Is it possible to start a stopped container from another container
It is possible by mounting the docker socket.
Container A
It will print the time to the stdout (and its logs) and exit.
docker run --name contA ubuntu date
Container B
The trick is to mount the host's docker socket then install the docker client on the container. It will then interact with the daemon just as if you were using docker from the host. Once docker is installed, it simply restart container A every 5 seconds.
docker run --name contB -v /var/run/docker.sock:/var/run/docker.sock ubuntu bash -c "
apt-get update && apt-get install -y curl &&
curl -sSL https://get.docker.com/ | sh &&
watch --interval 5 docker restart contA"
You can see that contA is being called by looking at its logs
docker logs contA
That said, Docker is really meant for long running services. There's some talk over at the Docker github issues about specifying short lived "job" services for things like maintenance, cron jobs, etc, but nothing has been decided, much less coded. So it's best to build your system so that containers are up and stay up.

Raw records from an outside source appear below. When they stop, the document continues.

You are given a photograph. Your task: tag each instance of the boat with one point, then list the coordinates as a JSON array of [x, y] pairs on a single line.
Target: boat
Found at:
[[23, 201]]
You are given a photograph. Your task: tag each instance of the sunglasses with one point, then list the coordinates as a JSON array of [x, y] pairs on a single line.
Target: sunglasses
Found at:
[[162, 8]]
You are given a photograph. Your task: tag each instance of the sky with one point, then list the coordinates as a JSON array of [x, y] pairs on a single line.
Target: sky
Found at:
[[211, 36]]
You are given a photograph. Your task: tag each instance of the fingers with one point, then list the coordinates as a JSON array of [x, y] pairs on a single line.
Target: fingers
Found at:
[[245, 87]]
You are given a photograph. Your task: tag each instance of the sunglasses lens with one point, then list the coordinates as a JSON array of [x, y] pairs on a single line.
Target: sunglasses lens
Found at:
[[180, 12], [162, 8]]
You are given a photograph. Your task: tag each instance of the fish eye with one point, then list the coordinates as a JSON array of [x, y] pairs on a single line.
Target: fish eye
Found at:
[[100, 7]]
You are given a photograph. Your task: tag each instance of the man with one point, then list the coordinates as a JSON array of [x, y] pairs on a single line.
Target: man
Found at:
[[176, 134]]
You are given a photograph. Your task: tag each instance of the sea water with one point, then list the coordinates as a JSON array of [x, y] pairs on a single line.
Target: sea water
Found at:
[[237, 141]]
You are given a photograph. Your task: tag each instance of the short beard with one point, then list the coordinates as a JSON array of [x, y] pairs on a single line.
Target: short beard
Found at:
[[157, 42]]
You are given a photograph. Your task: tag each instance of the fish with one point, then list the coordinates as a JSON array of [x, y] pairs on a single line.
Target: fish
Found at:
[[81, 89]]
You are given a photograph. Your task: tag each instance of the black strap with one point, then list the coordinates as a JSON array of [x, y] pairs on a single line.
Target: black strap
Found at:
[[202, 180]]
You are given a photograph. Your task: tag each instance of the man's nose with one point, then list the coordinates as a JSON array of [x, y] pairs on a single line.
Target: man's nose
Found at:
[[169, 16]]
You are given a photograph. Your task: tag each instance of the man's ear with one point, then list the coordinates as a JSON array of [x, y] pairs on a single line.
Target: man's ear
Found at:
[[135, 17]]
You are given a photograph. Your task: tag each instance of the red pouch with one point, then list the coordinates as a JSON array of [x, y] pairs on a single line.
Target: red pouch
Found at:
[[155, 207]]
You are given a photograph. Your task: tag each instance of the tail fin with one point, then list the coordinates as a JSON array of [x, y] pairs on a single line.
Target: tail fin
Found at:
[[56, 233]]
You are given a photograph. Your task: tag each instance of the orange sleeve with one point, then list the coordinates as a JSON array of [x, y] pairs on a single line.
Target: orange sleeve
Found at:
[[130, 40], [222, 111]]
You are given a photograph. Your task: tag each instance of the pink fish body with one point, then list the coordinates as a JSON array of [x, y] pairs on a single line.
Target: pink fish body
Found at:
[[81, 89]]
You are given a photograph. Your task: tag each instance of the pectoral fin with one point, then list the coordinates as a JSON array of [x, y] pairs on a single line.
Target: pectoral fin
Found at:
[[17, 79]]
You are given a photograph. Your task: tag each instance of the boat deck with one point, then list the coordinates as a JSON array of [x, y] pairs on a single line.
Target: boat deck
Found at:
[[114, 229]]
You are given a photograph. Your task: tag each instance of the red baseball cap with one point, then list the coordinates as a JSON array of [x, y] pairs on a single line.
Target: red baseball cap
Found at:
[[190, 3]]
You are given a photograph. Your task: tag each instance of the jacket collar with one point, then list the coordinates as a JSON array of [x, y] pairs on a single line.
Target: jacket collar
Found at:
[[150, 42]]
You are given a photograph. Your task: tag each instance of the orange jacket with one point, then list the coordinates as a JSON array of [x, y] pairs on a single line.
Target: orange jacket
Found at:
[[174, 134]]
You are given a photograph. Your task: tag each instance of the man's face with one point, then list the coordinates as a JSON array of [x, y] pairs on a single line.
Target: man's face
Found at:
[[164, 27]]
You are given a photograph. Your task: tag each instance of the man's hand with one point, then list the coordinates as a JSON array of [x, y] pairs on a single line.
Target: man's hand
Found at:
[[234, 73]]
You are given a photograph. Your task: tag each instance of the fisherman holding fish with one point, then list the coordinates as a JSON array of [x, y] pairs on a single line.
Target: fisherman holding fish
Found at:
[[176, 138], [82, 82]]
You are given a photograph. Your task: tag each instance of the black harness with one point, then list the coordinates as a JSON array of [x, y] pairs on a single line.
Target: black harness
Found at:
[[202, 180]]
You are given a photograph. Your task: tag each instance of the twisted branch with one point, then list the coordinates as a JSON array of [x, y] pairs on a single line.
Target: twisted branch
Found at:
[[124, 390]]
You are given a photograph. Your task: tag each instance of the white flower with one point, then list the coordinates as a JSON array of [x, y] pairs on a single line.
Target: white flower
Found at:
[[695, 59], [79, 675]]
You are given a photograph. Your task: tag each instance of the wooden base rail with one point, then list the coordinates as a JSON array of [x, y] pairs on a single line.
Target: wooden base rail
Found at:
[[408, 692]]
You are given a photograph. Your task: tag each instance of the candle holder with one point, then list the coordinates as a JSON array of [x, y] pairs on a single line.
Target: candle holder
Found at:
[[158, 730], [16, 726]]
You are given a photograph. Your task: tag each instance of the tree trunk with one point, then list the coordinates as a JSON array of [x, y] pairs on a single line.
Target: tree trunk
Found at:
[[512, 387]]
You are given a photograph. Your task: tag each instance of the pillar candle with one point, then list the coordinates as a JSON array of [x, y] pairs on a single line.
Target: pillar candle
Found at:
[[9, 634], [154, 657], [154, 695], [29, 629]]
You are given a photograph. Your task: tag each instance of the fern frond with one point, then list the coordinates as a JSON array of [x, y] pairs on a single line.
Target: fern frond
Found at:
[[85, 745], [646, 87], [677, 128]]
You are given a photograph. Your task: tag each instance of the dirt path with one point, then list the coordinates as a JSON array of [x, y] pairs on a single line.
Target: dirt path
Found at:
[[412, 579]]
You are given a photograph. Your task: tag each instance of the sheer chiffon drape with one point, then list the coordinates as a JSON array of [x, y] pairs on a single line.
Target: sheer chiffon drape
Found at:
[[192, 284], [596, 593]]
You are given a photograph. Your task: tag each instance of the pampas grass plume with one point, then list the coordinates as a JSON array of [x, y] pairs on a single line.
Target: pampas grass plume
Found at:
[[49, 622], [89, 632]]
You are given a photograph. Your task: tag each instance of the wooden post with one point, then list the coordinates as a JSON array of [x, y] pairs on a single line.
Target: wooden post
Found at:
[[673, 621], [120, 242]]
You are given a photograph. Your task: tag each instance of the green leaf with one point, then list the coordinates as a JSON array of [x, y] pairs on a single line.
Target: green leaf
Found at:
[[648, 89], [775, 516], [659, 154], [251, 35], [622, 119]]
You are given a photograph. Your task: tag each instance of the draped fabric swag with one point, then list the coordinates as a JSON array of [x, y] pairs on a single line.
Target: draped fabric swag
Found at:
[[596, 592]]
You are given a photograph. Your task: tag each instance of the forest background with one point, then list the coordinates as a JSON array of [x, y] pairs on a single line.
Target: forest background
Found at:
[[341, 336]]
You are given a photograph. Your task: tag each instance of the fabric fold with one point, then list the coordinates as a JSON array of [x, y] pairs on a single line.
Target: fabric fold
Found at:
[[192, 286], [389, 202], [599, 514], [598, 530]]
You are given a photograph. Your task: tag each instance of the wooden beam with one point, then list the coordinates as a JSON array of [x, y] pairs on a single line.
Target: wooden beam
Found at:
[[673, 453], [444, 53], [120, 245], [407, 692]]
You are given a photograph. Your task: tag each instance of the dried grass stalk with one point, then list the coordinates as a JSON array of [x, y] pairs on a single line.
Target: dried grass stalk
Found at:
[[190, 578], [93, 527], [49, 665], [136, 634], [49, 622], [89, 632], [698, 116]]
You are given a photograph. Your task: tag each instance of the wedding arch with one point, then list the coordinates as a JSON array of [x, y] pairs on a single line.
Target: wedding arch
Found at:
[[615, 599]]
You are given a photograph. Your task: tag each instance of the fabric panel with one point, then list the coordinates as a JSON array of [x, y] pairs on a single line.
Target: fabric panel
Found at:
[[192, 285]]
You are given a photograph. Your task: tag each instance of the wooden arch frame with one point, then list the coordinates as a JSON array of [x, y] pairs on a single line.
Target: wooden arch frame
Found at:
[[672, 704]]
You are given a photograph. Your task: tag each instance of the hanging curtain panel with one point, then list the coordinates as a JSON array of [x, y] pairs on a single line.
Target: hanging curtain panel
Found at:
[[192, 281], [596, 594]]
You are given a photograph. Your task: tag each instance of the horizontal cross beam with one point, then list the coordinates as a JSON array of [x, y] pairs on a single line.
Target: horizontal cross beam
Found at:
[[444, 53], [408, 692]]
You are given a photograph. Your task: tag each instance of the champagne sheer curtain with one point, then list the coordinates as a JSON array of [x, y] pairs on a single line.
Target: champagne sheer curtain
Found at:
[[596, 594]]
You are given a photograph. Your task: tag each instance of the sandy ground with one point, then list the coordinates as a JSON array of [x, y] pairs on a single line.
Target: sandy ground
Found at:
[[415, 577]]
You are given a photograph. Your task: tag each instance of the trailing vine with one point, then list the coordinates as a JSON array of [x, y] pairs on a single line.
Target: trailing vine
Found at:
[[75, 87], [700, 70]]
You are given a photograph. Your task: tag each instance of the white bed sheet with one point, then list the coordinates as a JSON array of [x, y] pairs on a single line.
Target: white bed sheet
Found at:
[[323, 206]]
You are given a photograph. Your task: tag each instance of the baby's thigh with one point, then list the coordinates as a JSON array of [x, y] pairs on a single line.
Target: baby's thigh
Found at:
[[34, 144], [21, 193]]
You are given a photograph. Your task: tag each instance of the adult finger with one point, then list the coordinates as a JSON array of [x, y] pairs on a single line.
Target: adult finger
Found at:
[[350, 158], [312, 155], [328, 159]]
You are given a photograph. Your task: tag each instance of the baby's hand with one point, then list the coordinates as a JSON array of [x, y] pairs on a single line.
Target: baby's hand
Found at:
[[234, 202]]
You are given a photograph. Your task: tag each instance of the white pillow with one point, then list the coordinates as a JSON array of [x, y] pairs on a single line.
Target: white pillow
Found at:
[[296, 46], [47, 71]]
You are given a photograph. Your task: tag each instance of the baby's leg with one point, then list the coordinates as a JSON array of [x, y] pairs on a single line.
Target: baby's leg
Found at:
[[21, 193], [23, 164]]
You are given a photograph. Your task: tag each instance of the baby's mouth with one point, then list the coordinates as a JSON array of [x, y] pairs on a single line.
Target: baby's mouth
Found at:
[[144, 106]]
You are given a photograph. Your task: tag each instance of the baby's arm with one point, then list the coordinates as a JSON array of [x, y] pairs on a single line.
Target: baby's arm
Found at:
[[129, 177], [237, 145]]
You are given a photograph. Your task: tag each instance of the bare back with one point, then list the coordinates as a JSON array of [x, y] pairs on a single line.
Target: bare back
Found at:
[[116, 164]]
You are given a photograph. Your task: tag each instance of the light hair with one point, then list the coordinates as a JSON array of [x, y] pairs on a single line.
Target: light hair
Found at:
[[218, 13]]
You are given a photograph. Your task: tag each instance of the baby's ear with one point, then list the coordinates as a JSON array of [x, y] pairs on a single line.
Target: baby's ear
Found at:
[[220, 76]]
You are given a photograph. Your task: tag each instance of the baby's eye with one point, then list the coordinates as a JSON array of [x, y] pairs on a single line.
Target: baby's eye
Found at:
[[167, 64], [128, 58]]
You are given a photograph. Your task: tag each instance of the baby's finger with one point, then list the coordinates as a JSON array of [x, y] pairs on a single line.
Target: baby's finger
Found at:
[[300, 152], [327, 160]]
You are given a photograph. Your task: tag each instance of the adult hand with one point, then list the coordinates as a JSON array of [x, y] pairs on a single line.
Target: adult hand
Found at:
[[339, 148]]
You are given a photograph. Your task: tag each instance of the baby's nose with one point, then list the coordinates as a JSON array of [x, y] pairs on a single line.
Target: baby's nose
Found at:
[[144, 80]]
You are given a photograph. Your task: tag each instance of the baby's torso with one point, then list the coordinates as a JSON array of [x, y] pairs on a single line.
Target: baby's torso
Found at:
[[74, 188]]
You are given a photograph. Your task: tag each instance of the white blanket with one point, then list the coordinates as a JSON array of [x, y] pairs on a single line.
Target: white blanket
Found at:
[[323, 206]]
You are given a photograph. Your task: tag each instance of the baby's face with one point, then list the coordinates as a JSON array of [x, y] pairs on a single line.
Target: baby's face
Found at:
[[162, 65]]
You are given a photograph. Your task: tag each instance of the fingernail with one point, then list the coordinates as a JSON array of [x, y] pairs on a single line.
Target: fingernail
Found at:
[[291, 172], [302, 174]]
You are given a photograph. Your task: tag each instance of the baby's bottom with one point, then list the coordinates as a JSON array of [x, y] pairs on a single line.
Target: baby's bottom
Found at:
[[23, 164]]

docker-compose.yml (credits to larsks)
# ...
volumes:
- /var/run/docker.sock:/var/run/docker.sock
# ...
Dockerfile (credits to Aaron V)
# ...
ENV DOCKERVERSION=19.03.12
RUN curl -fsSLO https://download.docker.com/linux/static/stable/x86_64/docker-${DOCKERVERSION}.tgz \
&& tar xzvf docker-${DOCKERVERSION}.tgz --strip 1 -C /usr/local/bin docker/docker \
&& rm docker-${DOCKERVERSION}.tgz
# ...
Node.js index.js (credits to Arpan Abhishek, Maulik Parmar and anishsane)
# ...
const { exec } = require("child_process");
# ...
exec('docker container ls -a --format "table {{.ID}}\t{{.Names}}" | grep <PART_OF_YOUR_CONTAINER_NAME> | cut -d" " -f1 | cut -f1 | xargs -I{} docker container restart -t 0 {}', (error, stdout, stderr) => {
if (error) {
console.log(`error: ${error.message}`);
return;
}
if (stderr) {
console.log(`stderr: ${stderr}`);
return;
}
console.log(`stdout: ${stdout}`);
});
# ...
- Please make sure that your application is at least behind a password protection. Exposing
docker.sockin any way is a security thing. - Here you can find other Docker client versions: https://download.docker.com/linux/static/stable/x86_64/
- Please replace
<PART_OF_YOUR_CONTAINER_NAME>with a part of your container name.
It is possible to grant a container access to docker so that it can spawn other containers on your host. You do this by exposing the docker socket inside the container, e.g:
docker run -v /var/run/docker.sock:/var/run/docker.sock --name containerB myimage ...
Now, if you have the docker client available inside the container, you will be able to control the docker daemon on your host and use that to spawn your "container A".
Before trying this approach, you should be aware of the security considerations: access to docker is the same as having root access on the host, which means if your web application has a remote compromise you have just handed the keys to your host to the attackers. This is described more fully in this article.